Did you know gVisor makes containers more secure?
What is gVisor?
gVisor is a sandboxed container runtime, an application kernel, written in Go that delivers an additional layer of isolation between running applications and the host operating system.
It implements a substantial portion of the Linux system call interface and includes an Open Container Initiative (OCI) runtime called runsc that facilitates the work with existing container tooling. Running sandboxed containers is made easy thanks to the ability of runsc runtime to integrate with Docker and Kubernetes.
gVisor can be used with Docker, Kubernetes, or directly using runsc.
But what is Container Sandboxing?
Container sandboxing helps make containers more isolated by adding a new runtime to container platforms. This keeps the programs isolated from the rest of the system with the use of lightweight VMs which then start containers inside these pods.
Containers share host kernel resources among themselves whereas VMs run with their own OS (kernel). This means that containers are not as well isolated from the host operating system as VMs and we can therefore say that containers are not as secure as VMs.

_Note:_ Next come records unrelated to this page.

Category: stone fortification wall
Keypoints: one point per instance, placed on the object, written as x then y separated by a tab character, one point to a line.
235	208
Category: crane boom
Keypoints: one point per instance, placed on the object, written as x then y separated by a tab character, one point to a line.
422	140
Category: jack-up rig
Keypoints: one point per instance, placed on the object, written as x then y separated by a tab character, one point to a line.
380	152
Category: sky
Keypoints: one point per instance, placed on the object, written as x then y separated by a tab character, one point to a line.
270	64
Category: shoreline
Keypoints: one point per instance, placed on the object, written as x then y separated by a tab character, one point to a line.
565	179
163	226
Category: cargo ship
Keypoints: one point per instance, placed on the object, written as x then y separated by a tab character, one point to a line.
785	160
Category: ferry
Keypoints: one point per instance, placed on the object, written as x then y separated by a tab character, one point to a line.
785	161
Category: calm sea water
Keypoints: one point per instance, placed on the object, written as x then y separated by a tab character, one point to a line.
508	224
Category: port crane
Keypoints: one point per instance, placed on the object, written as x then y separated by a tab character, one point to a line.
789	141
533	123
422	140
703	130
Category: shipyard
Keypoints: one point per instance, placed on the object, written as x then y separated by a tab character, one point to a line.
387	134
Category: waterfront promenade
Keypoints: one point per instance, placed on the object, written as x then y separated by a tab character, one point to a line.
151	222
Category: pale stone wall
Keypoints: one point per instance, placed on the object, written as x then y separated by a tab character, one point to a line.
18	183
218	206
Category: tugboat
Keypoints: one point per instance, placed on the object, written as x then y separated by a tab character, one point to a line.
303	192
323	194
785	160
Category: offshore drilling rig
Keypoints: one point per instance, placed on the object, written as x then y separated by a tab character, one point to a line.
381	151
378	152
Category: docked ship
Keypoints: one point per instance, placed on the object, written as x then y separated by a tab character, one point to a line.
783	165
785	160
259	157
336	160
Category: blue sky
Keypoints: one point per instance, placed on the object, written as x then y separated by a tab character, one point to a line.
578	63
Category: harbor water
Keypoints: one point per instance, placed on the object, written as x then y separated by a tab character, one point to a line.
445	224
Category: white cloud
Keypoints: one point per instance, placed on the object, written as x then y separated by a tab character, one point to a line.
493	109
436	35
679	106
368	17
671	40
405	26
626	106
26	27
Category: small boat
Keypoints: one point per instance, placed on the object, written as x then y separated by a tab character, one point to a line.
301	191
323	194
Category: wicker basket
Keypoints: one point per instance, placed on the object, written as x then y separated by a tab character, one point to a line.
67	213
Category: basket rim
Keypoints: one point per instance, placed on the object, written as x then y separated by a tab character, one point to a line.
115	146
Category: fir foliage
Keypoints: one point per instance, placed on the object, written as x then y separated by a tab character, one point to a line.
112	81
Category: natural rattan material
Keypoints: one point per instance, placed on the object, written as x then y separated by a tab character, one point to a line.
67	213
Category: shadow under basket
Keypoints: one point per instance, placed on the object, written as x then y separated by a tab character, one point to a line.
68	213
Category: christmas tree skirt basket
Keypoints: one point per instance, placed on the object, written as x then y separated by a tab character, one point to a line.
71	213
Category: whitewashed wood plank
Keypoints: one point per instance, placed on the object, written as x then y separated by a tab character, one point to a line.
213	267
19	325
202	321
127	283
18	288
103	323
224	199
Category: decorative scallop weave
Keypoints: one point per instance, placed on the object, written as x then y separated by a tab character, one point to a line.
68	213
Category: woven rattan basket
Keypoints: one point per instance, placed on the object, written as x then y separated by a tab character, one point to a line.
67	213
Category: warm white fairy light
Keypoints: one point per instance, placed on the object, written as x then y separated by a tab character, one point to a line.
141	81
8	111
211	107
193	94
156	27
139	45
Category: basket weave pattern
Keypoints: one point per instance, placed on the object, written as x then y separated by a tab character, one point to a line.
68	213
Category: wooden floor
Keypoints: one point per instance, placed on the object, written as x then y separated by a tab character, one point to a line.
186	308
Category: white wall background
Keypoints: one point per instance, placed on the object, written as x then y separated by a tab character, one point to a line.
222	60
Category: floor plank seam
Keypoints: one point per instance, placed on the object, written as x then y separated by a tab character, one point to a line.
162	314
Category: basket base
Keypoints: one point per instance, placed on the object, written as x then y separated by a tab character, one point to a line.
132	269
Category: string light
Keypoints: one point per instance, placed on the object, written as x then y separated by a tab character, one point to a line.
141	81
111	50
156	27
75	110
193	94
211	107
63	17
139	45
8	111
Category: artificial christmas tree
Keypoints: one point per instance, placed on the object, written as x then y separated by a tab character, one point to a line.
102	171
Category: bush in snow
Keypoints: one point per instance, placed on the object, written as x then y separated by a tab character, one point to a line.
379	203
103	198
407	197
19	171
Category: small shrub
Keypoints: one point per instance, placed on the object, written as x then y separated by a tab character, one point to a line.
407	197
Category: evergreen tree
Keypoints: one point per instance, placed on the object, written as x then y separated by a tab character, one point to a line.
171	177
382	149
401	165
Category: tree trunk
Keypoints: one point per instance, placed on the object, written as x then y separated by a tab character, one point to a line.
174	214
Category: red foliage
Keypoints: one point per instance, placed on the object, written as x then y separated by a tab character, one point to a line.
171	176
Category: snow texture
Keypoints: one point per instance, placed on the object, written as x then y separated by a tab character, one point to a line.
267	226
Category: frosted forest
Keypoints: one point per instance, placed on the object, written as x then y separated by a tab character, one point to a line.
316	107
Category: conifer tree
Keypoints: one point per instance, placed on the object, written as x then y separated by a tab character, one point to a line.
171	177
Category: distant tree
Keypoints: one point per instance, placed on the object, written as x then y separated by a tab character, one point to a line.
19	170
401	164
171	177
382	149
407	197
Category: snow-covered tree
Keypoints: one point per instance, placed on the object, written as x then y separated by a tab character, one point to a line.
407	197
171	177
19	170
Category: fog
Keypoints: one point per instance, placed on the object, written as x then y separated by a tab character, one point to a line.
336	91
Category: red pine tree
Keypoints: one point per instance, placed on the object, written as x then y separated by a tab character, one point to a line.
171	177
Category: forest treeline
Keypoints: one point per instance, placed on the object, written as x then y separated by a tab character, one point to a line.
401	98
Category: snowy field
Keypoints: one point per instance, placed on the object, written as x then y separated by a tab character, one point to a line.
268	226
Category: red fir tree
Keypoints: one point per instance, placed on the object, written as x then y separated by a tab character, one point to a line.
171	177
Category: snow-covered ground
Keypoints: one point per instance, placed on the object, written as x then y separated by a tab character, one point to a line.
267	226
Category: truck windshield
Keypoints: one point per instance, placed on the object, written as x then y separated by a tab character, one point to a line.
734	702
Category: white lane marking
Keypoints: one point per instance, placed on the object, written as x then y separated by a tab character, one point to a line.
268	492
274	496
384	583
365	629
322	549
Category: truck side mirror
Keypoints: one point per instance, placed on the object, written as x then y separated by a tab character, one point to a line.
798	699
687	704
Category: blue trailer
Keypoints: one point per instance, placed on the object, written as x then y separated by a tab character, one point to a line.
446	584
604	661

Traditional Linux containers are not sandboxed, therefore sandboxed containers are generally added to the security features found within Linux containers.
Setting up other security measures like creating a seccomp filter or AppArmor profile for hundreds of applications in a production environment would be a very laborious process.
Here is where Container Sandboxing and a tool like gVisor comes in to address this needs in a more efficient way.
How does it work?
gVisor uses paravirtualization to isolate containerized applications from the host system. It intercepts application system calls and acts as the guest kernel between the containerized application and the host kernel.
This provides a level of isolation comparable to that of a virtual machine but without the heavyweight resource allocation or the fixed resource cost of each VM. It does this through various mechanisms to support syscall limits, file system proxying, and network access.
Furthermore gVisor employs rule-based execution to provide defense-in-depth.
A sandbox environment consists of multiple processes inside of which you can run one or more containers.
The Sentry is the largest component of gVisor. Each sandbox has its own isolated instance of the Sentry. It is a kernel that runs the containers and intercepts and responds to system calls made by the application. The Sentry implements all kernel functionality needed by an application, including: syscalls, signal delivery, memory management, page faulting logic, threading, and more.
The workflow looks as follows:
- Application makes a system call
- Platform redirects the call to the Sentry
- Sentry does the necessary work to service the call
*system calls are not passed through to the host kernel.
As a userspace application, the Sentry will make some host system calls to support its operation, but it does not allow the application to directly control the system calls it makes.
For example, the Sentry is not able to open files directly; file system operations that extend beyond the sandbox (not internal /proc files, pipes, etc) are sent to the Gofer component, described below.
The Gofer is a standard host process which is started with each container. Each container running in the sandbox has its own isolated instance of Gofer. This process communicates with the Sentry via the 9P protocol over a socket or shared memory channel.
The Sentry process is started in a restricted seccomp container without access to file system resources. The Gofer mediates all access to these resources, providing an additional level of isolation. The Sentry provides file system access to the containers.
What is runsc?
The runsc executable is the entrypoint to running a sandboxed container.
runsc implements the Open Container Initiative (OCI) runtime specification (used byKubernetes) meaning OCI compatible filesystem bundles can be run by runsc. Filesystem bundles consist of a config.json file containing container configuration, and a root filesystem for the container.
runsc implements multiple commands that perform various functions such as starting, stopping, listing, and querying the status of containers.
Benefits and limitations
gVisor is written in Go:
- avoids security pitfalls that can plague kernels
- strong typization
- built-in bounds checks
- no uninitialized variables
- no use-after-free
- built-in race detector
- flexible resource footprint (i.e. based on threads and memory mappings, not fixed guest physical resources)
- lower fixed costs of virtualization
Using Go has its challenges like:
- missing some features
- lack of ecosystem/library support
- The runtime introduces performance overhead.
- reduced application compatibility
- higher per-system call overhead
- poor performance for system call heavy workloads
You can use gVisor to isolate application containers that aren’t entirely trusted (e.g. a new version of an open source project you have never used before). It could be a new project your team has yet to completely vet or anything else you aren’t entirely sure can be trusted in your cluster.
You can also use it together with other tools like Falco to create a multi-layer defense. Falco is an open-source intrusion detection system for containers and cloud-native applications. gVisor’s runtime monitoring infrastructure allows Falco to see what’s happening inside the gVisor sandbox without the user having to do anything different.
You can also set up Kubernetes nodes to run pods with gvisor using the containerd runtime and the gvisor-containerd-shim. You can use either the io.kubernetes.cri.untrusted-workload annotation or RuntimeClass to run Pods with runsc. This will implement defense-in-depth for your container workloads and secure the container runtime from malicious attacks.In the event of an attack on a particular Pod, this will be limited to that specific Pod only, and an attacker will not have access to any other cluster-level resources.